University of Technology Sydney

15626 Policy in Practice

6cp; block (1 x 3-day, 1 x 2-day) involving five modules
There are course requisites for this subject. See access conditions.

Description

This subject is one of four core subjects in the Graduate Certificate in Applied Policy (C11263), the Graduate Diploma in Applied Policy (C06121) and the Master of Applied Policy (C04323).

This subject explores the themes of agenda setting, decision making, corruption, transparency and reform across a variety of policy portfolios, enabling participants to build an analytical capacity to identify the theoretical, institutional and domestic factors that confront policymakers on a day-to-day basis at the national and sectoral level.

This subject provides students with a foundation in the values, knowledge and skills needed for policy formulation, strategy, implementation and review. It introduces public policy both as an academic discipline and as a field of practice via opportunities for engagement with representatives from industry, government and the third sector. Based on examples involving practical case studies, students are introduced to demand frameworks and contexts, and invited to explore practical dilemmas that arise when policymakers grapple with these factors across multiple fronts. The subject also involves an explicit focus on concepts and means by which policymakers and academics have attempted to bring order to the policy-making process in what otherwise may seem a chaotic world. Topics include policy cycles, policy processes, and agenda setting.

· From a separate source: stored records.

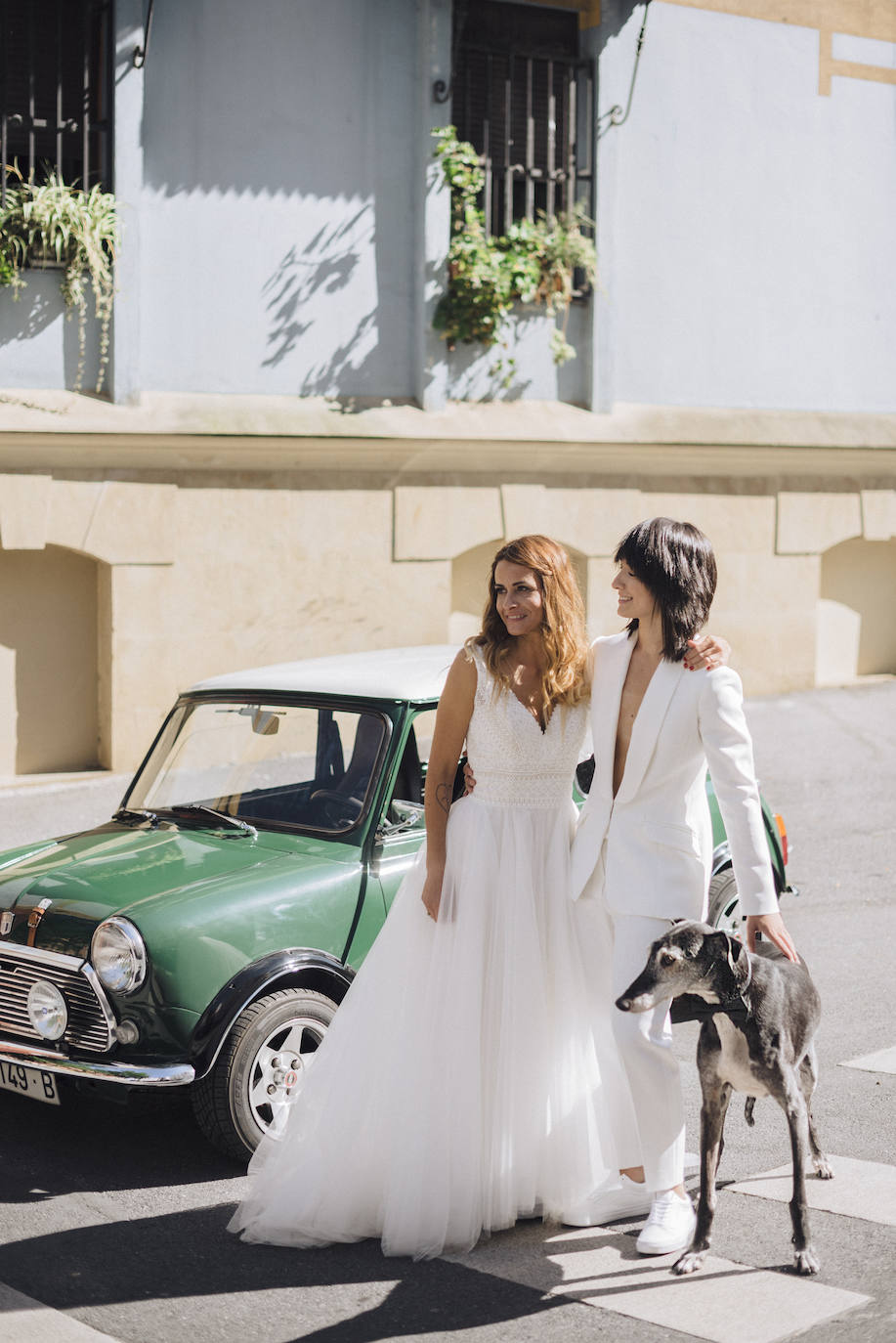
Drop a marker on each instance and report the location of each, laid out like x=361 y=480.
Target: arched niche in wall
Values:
x=49 y=669
x=470 y=582
x=856 y=613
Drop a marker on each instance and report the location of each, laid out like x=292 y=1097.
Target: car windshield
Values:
x=269 y=764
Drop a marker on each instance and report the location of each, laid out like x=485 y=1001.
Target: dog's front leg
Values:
x=794 y=1106
x=712 y=1123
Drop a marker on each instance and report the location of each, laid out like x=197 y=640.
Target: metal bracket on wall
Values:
x=616 y=115
x=443 y=92
x=140 y=53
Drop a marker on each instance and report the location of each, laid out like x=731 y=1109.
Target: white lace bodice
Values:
x=513 y=760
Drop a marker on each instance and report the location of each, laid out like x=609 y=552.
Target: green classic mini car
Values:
x=204 y=936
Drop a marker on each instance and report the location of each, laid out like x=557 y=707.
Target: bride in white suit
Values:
x=644 y=844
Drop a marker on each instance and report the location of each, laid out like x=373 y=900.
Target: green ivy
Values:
x=531 y=263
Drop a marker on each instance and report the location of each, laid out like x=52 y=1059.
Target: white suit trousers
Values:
x=645 y=1044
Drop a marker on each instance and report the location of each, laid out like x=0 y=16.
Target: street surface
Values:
x=113 y=1223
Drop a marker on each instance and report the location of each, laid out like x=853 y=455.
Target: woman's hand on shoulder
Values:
x=706 y=652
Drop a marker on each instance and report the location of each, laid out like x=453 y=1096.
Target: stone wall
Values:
x=144 y=585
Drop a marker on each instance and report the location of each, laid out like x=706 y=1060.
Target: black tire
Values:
x=232 y=1103
x=724 y=904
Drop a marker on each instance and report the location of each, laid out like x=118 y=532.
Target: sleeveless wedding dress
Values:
x=465 y=1079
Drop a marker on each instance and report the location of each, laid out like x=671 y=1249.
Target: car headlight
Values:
x=47 y=1010
x=118 y=955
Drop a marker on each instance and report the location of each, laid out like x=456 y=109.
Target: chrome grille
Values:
x=90 y=1018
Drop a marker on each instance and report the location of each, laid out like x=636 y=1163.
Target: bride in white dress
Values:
x=468 y=1077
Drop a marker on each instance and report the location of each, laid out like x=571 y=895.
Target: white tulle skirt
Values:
x=469 y=1076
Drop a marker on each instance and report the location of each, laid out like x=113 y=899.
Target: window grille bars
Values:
x=506 y=103
x=56 y=90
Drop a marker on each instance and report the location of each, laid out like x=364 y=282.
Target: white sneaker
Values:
x=670 y=1225
x=626 y=1198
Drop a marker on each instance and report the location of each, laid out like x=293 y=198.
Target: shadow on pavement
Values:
x=189 y=1255
x=88 y=1143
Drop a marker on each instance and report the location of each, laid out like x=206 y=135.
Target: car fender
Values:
x=294 y=967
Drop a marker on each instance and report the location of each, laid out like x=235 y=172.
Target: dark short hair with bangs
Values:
x=676 y=564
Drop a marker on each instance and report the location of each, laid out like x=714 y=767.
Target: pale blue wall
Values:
x=746 y=222
x=285 y=230
x=277 y=210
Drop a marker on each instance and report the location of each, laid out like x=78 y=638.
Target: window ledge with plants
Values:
x=56 y=225
x=533 y=262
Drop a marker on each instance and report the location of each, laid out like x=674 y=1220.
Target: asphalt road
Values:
x=115 y=1220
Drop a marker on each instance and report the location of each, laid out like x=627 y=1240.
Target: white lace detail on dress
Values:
x=515 y=763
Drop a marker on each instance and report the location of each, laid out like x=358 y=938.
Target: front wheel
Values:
x=247 y=1092
x=724 y=904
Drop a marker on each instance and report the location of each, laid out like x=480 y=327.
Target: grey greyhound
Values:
x=759 y=1015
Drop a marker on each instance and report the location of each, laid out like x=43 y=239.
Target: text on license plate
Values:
x=28 y=1081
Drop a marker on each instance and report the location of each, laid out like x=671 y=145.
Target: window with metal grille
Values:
x=56 y=90
x=524 y=98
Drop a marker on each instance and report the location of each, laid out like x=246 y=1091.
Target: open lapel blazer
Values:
x=649 y=849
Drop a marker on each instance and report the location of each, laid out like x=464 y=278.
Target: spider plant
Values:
x=79 y=232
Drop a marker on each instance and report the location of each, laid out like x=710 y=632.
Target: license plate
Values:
x=28 y=1081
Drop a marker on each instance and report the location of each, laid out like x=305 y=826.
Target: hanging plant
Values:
x=533 y=263
x=77 y=230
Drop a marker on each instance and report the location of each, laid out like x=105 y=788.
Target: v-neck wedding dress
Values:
x=463 y=1081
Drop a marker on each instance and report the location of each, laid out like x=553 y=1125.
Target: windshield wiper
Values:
x=197 y=808
x=137 y=814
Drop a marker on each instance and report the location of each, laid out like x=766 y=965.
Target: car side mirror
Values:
x=265 y=724
x=407 y=815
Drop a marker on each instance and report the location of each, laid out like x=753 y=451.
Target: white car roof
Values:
x=416 y=673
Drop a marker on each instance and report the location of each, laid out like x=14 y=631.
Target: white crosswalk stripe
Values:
x=25 y=1321
x=882 y=1061
x=859 y=1189
x=723 y=1303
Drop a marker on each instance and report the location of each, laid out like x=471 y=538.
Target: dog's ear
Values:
x=731 y=948
x=735 y=951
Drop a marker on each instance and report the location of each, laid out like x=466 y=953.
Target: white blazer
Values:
x=657 y=857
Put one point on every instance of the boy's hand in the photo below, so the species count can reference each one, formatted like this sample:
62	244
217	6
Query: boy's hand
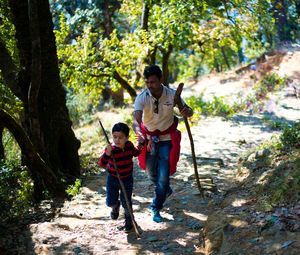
140	138
108	150
186	112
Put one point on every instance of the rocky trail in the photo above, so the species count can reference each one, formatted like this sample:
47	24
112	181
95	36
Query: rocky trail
224	221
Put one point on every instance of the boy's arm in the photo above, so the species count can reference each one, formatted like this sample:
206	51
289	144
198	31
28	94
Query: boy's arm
103	160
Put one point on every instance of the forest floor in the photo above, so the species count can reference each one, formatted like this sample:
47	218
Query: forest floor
224	221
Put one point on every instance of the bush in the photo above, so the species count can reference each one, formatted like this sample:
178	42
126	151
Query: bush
291	136
16	190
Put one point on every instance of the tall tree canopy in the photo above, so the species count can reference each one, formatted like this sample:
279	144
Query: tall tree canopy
29	69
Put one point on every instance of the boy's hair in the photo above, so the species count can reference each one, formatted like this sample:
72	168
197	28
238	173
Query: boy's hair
121	127
152	70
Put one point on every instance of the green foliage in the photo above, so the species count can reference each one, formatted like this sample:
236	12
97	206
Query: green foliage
216	107
79	108
270	82
16	190
73	190
11	148
285	184
290	137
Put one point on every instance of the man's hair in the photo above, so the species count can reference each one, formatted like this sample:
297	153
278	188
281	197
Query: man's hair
152	70
121	127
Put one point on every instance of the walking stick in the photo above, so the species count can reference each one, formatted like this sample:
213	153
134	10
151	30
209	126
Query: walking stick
138	235
177	100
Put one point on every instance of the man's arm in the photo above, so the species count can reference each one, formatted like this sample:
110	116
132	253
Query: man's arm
137	120
186	111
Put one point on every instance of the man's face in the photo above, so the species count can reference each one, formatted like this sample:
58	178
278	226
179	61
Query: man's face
153	83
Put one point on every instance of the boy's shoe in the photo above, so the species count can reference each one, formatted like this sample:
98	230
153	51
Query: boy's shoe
127	226
169	192
156	215
114	214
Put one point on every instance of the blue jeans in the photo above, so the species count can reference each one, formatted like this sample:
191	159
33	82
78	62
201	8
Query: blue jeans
113	191
158	169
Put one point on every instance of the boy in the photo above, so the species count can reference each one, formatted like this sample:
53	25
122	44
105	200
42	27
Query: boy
123	151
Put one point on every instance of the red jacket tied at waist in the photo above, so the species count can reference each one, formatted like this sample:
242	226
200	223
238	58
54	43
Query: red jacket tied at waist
175	148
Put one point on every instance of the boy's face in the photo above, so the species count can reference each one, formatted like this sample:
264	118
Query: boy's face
119	139
153	83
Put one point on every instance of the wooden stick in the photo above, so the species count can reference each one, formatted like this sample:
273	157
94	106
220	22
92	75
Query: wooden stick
178	102
138	235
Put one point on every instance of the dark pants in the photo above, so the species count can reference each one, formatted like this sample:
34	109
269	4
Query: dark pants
158	168
113	192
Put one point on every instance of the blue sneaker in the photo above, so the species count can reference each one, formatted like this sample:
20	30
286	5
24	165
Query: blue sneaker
169	192
156	216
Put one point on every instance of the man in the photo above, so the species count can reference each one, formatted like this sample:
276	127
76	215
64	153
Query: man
155	121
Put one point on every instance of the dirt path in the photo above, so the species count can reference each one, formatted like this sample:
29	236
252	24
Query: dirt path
83	225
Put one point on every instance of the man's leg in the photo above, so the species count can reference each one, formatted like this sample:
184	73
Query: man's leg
163	179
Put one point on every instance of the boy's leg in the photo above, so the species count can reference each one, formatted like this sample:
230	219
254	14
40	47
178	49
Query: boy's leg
112	196
128	184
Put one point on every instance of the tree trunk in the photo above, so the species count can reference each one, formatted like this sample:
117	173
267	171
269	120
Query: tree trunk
39	82
145	15
108	26
225	57
2	156
165	64
44	177
280	15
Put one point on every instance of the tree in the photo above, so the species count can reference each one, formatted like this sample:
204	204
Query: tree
49	146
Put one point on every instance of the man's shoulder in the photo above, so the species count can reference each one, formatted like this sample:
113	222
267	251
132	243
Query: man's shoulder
144	94
169	91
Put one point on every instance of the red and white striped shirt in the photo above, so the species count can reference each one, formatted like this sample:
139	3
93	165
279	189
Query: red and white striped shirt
123	158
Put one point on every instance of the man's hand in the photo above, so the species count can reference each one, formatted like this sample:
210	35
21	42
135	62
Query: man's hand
140	138
108	150
186	111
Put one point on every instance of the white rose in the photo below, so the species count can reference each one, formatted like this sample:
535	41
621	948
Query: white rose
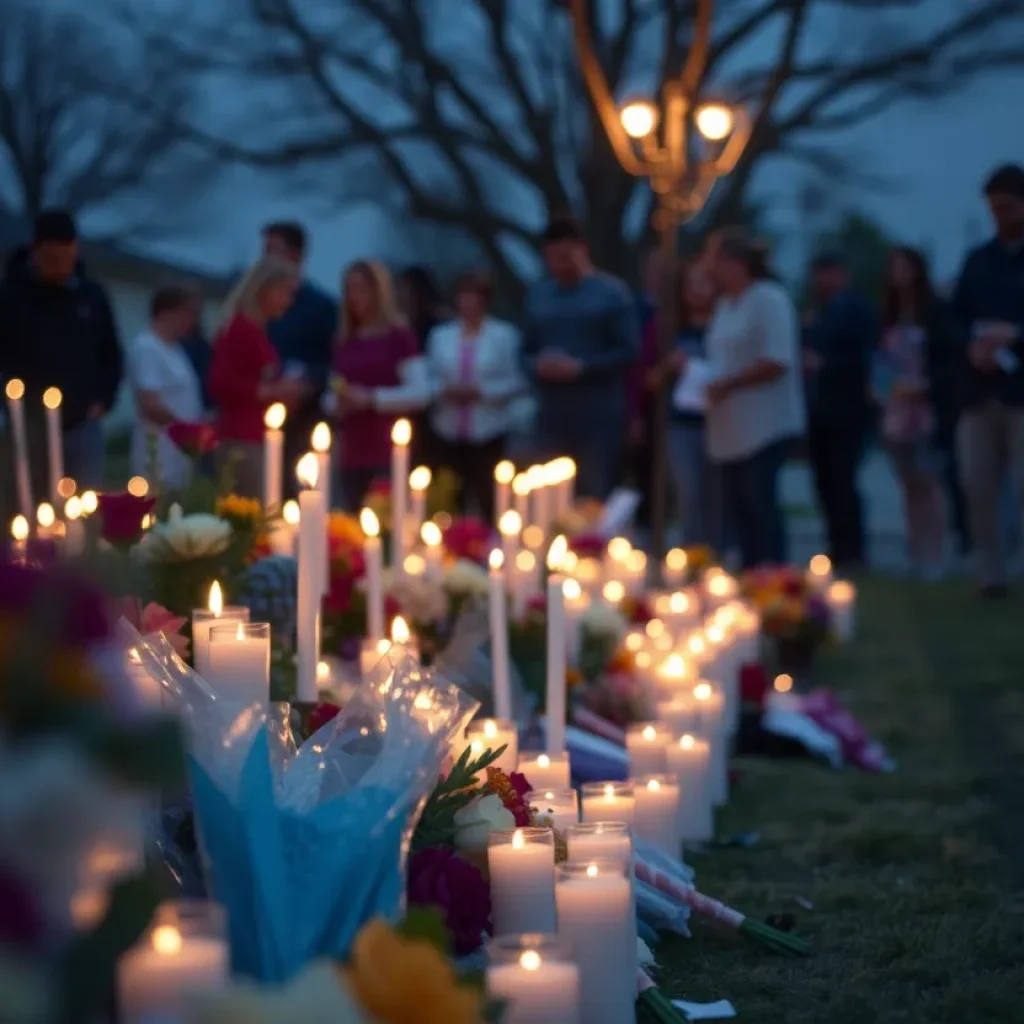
474	823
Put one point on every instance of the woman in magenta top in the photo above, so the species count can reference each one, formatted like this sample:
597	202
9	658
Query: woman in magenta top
376	349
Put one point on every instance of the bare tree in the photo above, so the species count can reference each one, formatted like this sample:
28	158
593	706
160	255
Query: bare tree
71	134
470	114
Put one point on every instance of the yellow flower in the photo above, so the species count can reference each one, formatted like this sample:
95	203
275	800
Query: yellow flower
402	981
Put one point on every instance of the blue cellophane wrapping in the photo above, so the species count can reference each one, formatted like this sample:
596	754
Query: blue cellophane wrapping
302	845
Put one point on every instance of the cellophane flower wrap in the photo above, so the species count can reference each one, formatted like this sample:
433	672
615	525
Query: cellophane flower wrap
304	844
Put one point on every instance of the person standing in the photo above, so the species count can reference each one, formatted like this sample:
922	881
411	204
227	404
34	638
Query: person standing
165	387
245	375
910	381
57	330
581	339
755	404
302	339
841	337
988	304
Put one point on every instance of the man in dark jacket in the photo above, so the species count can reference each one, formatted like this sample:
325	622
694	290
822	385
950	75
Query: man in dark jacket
57	330
839	342
988	305
304	339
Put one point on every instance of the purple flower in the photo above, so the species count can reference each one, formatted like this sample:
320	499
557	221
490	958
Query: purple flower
440	878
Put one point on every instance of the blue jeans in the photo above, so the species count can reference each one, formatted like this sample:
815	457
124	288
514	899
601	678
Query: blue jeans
750	502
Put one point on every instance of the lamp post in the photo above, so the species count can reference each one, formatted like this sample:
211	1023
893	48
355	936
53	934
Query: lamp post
682	146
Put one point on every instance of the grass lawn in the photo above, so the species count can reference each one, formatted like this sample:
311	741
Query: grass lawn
916	879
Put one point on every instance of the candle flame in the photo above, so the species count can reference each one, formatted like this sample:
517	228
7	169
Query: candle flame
401	432
307	470
167	940
420	478
273	418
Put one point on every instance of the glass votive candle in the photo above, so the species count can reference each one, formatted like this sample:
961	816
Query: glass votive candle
556	808
182	952
535	978
491	733
240	663
595	921
545	771
608	802
645	742
521	865
654	819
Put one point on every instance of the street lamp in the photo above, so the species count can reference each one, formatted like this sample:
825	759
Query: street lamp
682	145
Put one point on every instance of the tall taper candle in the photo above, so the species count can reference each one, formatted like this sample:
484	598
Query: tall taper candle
556	648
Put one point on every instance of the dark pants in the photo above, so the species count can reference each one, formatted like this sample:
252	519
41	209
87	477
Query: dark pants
750	501
474	466
836	448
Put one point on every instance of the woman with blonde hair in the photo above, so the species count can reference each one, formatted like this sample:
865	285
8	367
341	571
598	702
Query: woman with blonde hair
245	373
376	350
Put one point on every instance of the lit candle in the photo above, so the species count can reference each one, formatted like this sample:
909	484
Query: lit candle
54	439
656	812
492	733
183	953
240	663
312	539
645	743
504	474
15	411
401	434
215	613
545	771
555	808
498	612
594	903
521	865
273	457
688	760
608	802
555	723
374	559
419	484
534	979
430	534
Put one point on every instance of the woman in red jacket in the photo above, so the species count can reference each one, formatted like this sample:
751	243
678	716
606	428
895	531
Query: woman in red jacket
245	375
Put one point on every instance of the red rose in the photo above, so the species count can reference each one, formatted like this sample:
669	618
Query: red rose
121	516
193	438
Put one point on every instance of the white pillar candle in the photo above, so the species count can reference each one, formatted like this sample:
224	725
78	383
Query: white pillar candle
688	760
654	819
491	734
183	953
608	802
521	865
273	457
534	978
240	663
555	722
555	808
504	474
54	440
215	613
545	771
645	743
312	534
498	612
594	920
15	414
401	434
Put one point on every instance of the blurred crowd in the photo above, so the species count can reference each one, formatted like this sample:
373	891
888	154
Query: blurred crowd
752	378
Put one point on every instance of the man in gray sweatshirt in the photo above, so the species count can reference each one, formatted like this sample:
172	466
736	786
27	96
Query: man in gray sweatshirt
581	338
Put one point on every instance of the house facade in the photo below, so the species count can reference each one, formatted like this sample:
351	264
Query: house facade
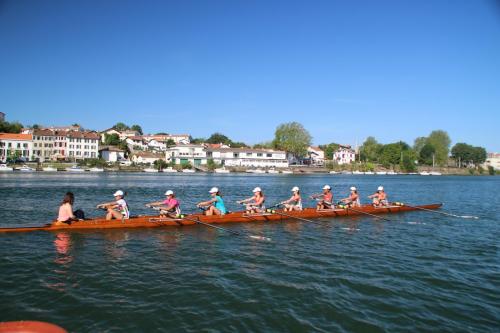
81	145
316	156
49	144
344	155
248	157
187	153
146	157
111	154
15	146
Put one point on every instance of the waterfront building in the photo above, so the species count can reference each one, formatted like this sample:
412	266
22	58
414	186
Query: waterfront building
344	155
316	156
49	144
184	153
109	131
137	142
81	145
147	157
111	154
15	146
493	159
248	157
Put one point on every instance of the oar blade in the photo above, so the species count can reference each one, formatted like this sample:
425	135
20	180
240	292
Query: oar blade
262	238
469	217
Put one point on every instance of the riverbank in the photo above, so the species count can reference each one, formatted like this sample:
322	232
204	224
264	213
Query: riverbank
293	169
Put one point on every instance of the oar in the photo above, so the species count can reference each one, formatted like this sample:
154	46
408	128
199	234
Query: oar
228	230
183	217
361	212
438	212
293	217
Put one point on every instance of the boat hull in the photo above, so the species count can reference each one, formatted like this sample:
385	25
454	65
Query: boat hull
154	221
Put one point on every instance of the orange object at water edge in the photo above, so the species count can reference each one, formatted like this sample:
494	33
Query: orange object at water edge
30	327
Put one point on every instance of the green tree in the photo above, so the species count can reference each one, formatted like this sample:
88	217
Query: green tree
211	165
120	127
111	139
160	164
170	143
137	128
6	127
196	141
329	149
440	140
263	145
419	143
408	161
468	154
219	138
370	150
293	138
426	154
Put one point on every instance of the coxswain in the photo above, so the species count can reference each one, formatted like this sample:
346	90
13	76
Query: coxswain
255	204
325	199
379	198
353	199
295	201
117	209
215	206
169	207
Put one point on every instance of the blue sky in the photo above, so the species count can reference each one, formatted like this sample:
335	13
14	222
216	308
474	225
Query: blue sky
344	69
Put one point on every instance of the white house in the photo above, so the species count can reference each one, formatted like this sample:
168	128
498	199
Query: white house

The subject also considers key influences on policy making, such as corruption and the need for both public participation and expert advice.

After undertaking this subject, participants are able to:

  • conceptualise the practical business of making policy within a framework that enables them to track the various influences and demands to which policymakers are subject, and provides a rational process through which they can consider their response
  • understand the major contemporary demands that confront policymakers in the task of responding to social problems and developing policy responses
  • conceptualise the limitations of the policy process and how these might be mitigated, and the process reformed, in the interests of delivering social and political change that satisfies the wider public.


Detailed subject description.

Access conditions

Note: The requisite information presented in this subject description covers only academic requisites. Full details of all enforced rules, covering both academic and admission requisites, are available at access conditions and My Student Admin.